Proof by induction that eigenvectors from distinct eigenvalues are linearly independent for the general case in N.

Question

I am trying to use induction to prove that in the general case that distinct eigenvalues have distinct eigenvectors. This is based off of @Arturo Magidin's answer in the following question:

How to prove that eigenvectors from different eigenvalues are linearly independent

I was hoping someone could tell me if I am going about it in the right way.

N=1 Case

Show it is true for the case where $n =1:$

$a_1v_1 = 0$

$a_1$ must be $0$ here because if $v_1$ is an eigenvector from the corresponding eigenvalue $\lambda_1$, then it cannot be $0$

N=K Case

Assume it is true for the case where $n = k:$

$a_1v_1 + a_2v_2 + …+ a_kv_k = 0$

If we apply the linear transformation $T$ to the above equation:

$T(a_1v_1 + a_2v_2 + …+ a_kv_k) = 0$

$=a_1\lambda_1v_1 + a_2\lambda_2v_2 + …+ a_k\lambda_kv_k=0$

If we multiply

$\lambda_1$

by $a_1v_1 + a_2v_2 + …+ a_kv_k = 0$

We will get:

$a_1\lambda_1v_1 + a_2\lambda_1v_2 + …+ a_k\lambda_1v_k = 0$

If we take the difference between the the linear transformation and the above equation, we get the following:

$a_2(\lambda_2-\lambda_1)v_2 + …+ a_k(\lambda_1-\lambda_k)v_k = 0$

Now, since the eigenvalues are distinct and the eigenvectors cannot equal $0$, then the only solution is t

then $a_i = 0$ for $i = 1,2,…, k$

N+1 Case

Then for the case where $n=k+1:$

$a_1v_1 + a_2v_2 + …+ a_kv_k + a_{k+1}v_{k+1}= 0$

We know it therefore must be true that the coefficients

$a_i$ for $i = 1,2,…, k+1$ must be $0$

I am not convinced that what I have produced is acceptable so if anyone could comment on it or let me know I would be most grateful.

Answer 1

A good way to check if your proof is correct is if you have used all the assumptions (of course, this is no hard and fast rule). You didn't use the fact that eigenvalues are distinct.

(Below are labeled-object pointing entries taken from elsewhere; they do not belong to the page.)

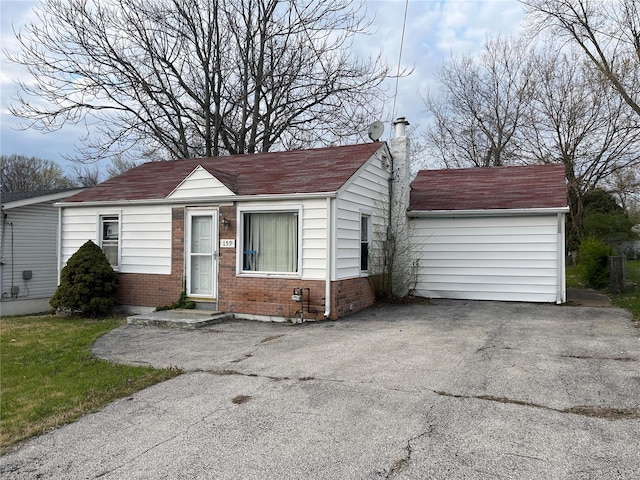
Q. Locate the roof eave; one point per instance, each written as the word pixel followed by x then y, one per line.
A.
pixel 202 200
pixel 496 212
pixel 41 199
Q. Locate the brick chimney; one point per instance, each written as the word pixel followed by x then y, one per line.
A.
pixel 399 222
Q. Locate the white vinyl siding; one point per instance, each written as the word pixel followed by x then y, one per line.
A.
pixel 510 258
pixel 33 247
pixel 200 184
pixel 368 191
pixel 145 235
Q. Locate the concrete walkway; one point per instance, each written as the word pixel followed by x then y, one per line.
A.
pixel 456 389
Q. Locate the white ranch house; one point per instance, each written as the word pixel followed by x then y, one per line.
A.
pixel 293 234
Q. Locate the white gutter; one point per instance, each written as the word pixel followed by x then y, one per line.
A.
pixel 59 245
pixel 329 266
pixel 44 198
pixel 561 293
pixel 201 200
pixel 497 212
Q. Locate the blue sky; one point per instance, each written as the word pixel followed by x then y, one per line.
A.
pixel 434 30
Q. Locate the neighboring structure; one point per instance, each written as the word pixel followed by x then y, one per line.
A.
pixel 28 250
pixel 491 233
pixel 268 236
pixel 290 235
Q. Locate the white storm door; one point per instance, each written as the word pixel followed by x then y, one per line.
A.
pixel 202 253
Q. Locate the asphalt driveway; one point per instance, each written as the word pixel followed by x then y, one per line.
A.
pixel 455 389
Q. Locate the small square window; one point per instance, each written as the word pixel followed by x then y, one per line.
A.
pixel 110 238
pixel 270 242
pixel 364 242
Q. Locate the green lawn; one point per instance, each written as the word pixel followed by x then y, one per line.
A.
pixel 48 376
pixel 631 298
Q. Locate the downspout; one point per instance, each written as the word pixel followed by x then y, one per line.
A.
pixel 561 294
pixel 2 262
pixel 59 244
pixel 329 267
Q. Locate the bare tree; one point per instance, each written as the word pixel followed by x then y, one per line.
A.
pixel 607 32
pixel 580 121
pixel 188 78
pixel 480 106
pixel 86 175
pixel 29 174
pixel 119 165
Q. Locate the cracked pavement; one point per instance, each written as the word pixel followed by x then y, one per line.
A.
pixel 456 389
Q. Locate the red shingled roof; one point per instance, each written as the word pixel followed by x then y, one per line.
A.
pixel 299 171
pixel 535 186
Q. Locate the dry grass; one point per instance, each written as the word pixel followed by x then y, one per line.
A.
pixel 49 377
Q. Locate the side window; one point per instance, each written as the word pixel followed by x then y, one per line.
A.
pixel 365 221
pixel 270 242
pixel 110 238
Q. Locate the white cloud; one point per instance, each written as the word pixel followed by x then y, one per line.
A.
pixel 434 29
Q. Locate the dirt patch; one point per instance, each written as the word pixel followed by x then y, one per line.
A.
pixel 272 337
pixel 587 297
pixel 609 413
pixel 240 399
pixel 587 357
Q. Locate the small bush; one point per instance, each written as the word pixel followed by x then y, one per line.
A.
pixel 88 284
pixel 592 263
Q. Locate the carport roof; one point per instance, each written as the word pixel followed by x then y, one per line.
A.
pixel 299 171
pixel 492 188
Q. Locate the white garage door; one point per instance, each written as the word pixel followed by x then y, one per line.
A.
pixel 510 258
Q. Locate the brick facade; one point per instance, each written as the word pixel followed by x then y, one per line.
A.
pixel 259 296
pixel 148 290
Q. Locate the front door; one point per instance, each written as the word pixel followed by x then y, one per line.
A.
pixel 202 253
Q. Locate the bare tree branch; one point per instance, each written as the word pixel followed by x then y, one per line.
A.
pixel 188 78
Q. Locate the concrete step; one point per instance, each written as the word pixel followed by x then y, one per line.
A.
pixel 185 319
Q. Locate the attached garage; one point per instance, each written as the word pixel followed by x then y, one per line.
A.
pixel 490 233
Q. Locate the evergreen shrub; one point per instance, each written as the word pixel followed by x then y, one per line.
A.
pixel 88 284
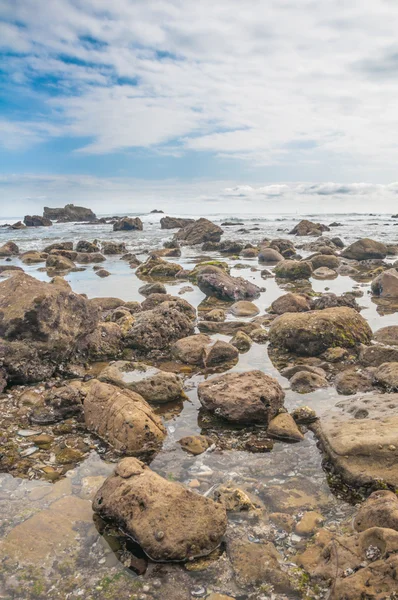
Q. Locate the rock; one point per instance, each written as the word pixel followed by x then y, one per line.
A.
pixel 244 308
pixel 191 350
pixel 49 315
pixel 269 256
pixel 308 228
pixel 33 257
pixel 128 224
pixel 36 221
pixel 151 383
pixel 290 303
pixel 387 335
pixel 195 444
pixel 387 376
pixel 312 333
pixel 85 246
pixel 59 263
pixel 385 285
pixel 376 355
pixel 156 267
pixel 250 397
pixel 361 440
pixel 198 232
pixel 220 353
pixel 324 273
pixel 304 382
pixel 102 273
pixel 360 565
pixel 241 341
pixel 283 427
pixel 152 288
pixel 169 522
pixel 174 223
pixel 69 213
pixel 160 327
pixel 353 380
pixel 123 419
pixel 113 248
pixel 322 260
pixel 227 328
pixel 89 257
pixel 365 249
pixel 379 510
pixel 293 269
pixel 309 523
pixel 219 284
pixel 104 343
pixel 255 564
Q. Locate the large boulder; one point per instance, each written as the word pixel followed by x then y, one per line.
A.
pixel 36 221
pixel 293 269
pixel 69 213
pixel 365 249
pixel 385 285
pixel 169 522
pixel 311 333
pixel 149 382
pixel 128 224
pixel 123 419
pixel 306 227
pixel 198 232
pixel 9 249
pixel 290 303
pixel 44 313
pixel 360 439
pixel 250 397
pixel 269 256
pixel 160 327
pixel 174 222
pixel 213 281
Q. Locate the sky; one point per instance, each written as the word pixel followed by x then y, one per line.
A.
pixel 199 106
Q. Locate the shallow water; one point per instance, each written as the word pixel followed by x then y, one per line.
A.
pixel 51 545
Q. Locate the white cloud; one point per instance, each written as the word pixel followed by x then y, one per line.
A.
pixel 271 83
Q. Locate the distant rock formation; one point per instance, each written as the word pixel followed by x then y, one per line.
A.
pixel 69 213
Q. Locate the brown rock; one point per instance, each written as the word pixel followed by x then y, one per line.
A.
pixel 170 522
pixel 250 397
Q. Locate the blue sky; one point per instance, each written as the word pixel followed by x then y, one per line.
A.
pixel 182 100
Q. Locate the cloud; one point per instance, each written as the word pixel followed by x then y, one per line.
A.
pixel 28 193
pixel 265 83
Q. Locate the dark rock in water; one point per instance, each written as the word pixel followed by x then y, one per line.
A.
pixel 59 246
pixel 309 228
pixel 290 303
pixel 215 282
pixel 198 232
pixel 85 246
pixel 174 222
pixel 250 397
pixel 365 249
pixel 152 288
pixel 293 269
pixel 170 522
pixel 69 213
pixel 113 248
pixel 312 333
pixel 9 249
pixel 123 419
pixel 128 224
pixel 386 284
pixel 157 329
pixel 36 221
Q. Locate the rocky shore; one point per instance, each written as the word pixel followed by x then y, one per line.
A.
pixel 225 426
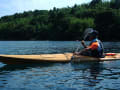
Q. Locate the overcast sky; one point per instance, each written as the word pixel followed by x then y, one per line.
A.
pixel 9 7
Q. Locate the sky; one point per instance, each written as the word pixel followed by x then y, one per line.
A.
pixel 9 7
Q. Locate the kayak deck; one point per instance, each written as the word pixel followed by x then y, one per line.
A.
pixel 11 59
pixel 66 57
pixel 79 58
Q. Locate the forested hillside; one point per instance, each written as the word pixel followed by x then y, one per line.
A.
pixel 65 23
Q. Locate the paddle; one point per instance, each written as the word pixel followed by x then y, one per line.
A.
pixel 84 36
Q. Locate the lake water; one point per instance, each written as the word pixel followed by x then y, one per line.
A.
pixel 58 76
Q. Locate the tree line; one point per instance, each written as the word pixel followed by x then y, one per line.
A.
pixel 64 23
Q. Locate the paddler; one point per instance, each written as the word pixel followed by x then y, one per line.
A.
pixel 95 49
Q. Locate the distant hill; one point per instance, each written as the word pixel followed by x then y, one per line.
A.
pixel 63 24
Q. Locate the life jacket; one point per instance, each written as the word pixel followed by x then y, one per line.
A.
pixel 96 47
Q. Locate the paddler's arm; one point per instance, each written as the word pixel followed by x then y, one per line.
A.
pixel 83 43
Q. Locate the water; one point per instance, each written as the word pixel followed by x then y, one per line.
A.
pixel 57 76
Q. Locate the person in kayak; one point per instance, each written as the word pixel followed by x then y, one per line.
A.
pixel 95 49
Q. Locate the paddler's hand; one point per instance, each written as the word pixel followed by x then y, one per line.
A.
pixel 83 42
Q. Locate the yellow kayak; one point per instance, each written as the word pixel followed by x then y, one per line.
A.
pixel 15 59
pixel 109 57
pixel 66 57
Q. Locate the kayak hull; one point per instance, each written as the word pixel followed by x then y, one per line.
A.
pixel 16 59
pixel 81 58
pixel 62 58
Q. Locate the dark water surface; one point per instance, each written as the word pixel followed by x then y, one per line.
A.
pixel 57 76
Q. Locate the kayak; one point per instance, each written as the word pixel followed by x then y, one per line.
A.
pixel 65 57
pixel 108 57
pixel 17 59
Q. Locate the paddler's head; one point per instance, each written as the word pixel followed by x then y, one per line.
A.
pixel 93 35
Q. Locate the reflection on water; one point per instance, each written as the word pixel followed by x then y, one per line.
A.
pixel 58 76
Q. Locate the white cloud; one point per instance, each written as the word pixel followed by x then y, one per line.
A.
pixel 14 6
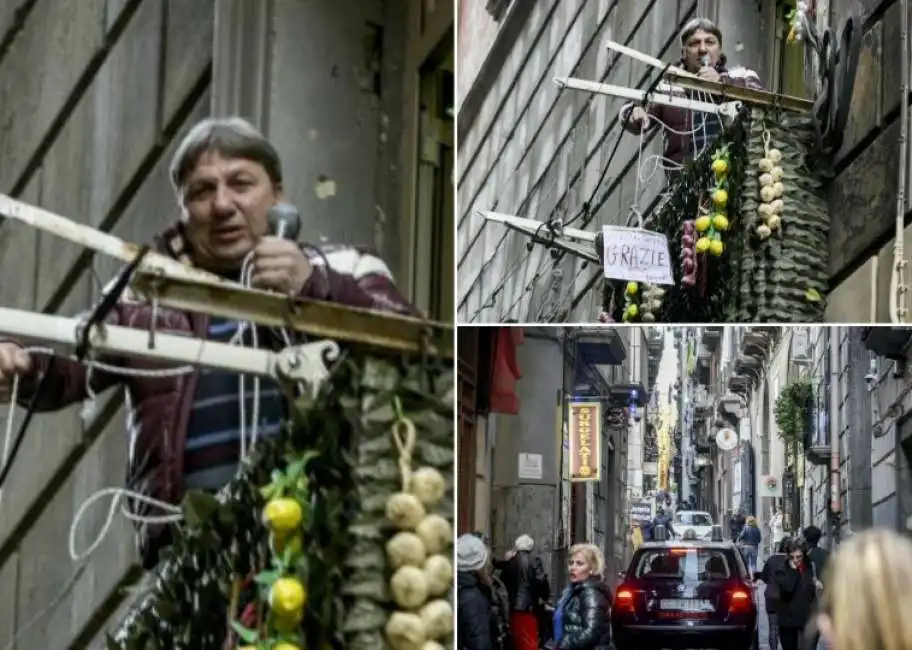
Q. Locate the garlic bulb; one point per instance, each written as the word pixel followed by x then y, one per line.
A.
pixel 437 617
pixel 404 510
pixel 405 549
pixel 436 533
pixel 428 485
pixel 409 587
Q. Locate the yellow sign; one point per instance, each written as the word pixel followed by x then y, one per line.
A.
pixel 585 441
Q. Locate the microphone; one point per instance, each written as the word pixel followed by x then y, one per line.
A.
pixel 284 221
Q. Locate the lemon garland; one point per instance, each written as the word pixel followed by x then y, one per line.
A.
pixel 422 575
pixel 711 226
pixel 282 588
pixel 771 190
pixel 642 302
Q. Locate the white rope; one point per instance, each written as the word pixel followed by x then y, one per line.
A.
pixel 173 512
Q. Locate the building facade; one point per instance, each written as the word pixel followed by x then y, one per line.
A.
pixel 516 392
pixel 530 149
pixel 848 468
pixel 94 97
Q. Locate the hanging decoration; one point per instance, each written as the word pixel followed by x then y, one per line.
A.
pixel 321 539
pixel 797 18
pixel 757 249
pixel 770 177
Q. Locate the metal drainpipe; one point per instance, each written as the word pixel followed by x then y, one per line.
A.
pixel 835 428
pixel 897 300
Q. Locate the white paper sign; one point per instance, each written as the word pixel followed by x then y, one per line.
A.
pixel 636 255
pixel 531 466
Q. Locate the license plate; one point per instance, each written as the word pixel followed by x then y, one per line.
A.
pixel 686 605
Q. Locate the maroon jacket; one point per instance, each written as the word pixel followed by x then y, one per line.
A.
pixel 161 406
pixel 678 147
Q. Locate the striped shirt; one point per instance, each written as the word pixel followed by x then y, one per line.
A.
pixel 212 453
pixel 706 126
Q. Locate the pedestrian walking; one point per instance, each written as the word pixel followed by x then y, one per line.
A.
pixel 774 563
pixel 582 617
pixel 866 604
pixel 750 539
pixel 524 576
pixel 477 624
pixel 797 588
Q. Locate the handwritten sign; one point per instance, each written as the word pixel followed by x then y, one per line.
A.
pixel 637 255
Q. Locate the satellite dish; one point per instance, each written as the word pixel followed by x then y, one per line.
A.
pixel 726 439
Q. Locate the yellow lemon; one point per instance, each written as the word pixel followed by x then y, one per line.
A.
pixel 283 515
pixel 720 166
pixel 287 597
pixel 720 222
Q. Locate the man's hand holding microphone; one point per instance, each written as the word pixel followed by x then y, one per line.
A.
pixel 13 361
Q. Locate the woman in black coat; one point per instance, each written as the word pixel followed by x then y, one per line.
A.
pixel 582 618
pixel 478 624
pixel 797 586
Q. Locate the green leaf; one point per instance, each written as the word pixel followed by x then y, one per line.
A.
pixel 267 578
pixel 811 295
pixel 198 507
pixel 248 636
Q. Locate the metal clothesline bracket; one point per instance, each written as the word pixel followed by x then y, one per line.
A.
pixel 161 281
pixel 308 363
pixel 668 98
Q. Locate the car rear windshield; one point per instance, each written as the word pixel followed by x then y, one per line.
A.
pixel 680 563
pixel 693 519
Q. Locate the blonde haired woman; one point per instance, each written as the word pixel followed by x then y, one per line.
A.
pixel 865 601
pixel 582 618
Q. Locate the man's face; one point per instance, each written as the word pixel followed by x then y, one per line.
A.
pixel 225 205
pixel 701 44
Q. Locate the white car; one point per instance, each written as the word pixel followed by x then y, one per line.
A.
pixel 700 523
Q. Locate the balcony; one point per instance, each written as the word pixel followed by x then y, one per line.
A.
pixel 890 342
pixel 741 281
pixel 600 346
pixel 712 337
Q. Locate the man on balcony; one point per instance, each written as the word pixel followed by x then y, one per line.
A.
pixel 187 431
pixel 686 132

Your proof is not quite on the mark. Sure, you can assume linear independence when $n=k$, which guarantees that if $a_1v_1 + ...+a_kv_k = 0$, then $a_1,...,a_k = 0$. However, when $n=k+1$, what you are trying to show is that if $b_1v_1 + ... + b_{k+1}v_{k+1}= 0$, then $b_1, ...b_{k+1} = 0$. Here $b_1 ... b_{k+1}$ are some arbitrary real numbers, not constants "taken" from the $n=k$ case. Hence, you may not assume $b_1,...,b_k=0$.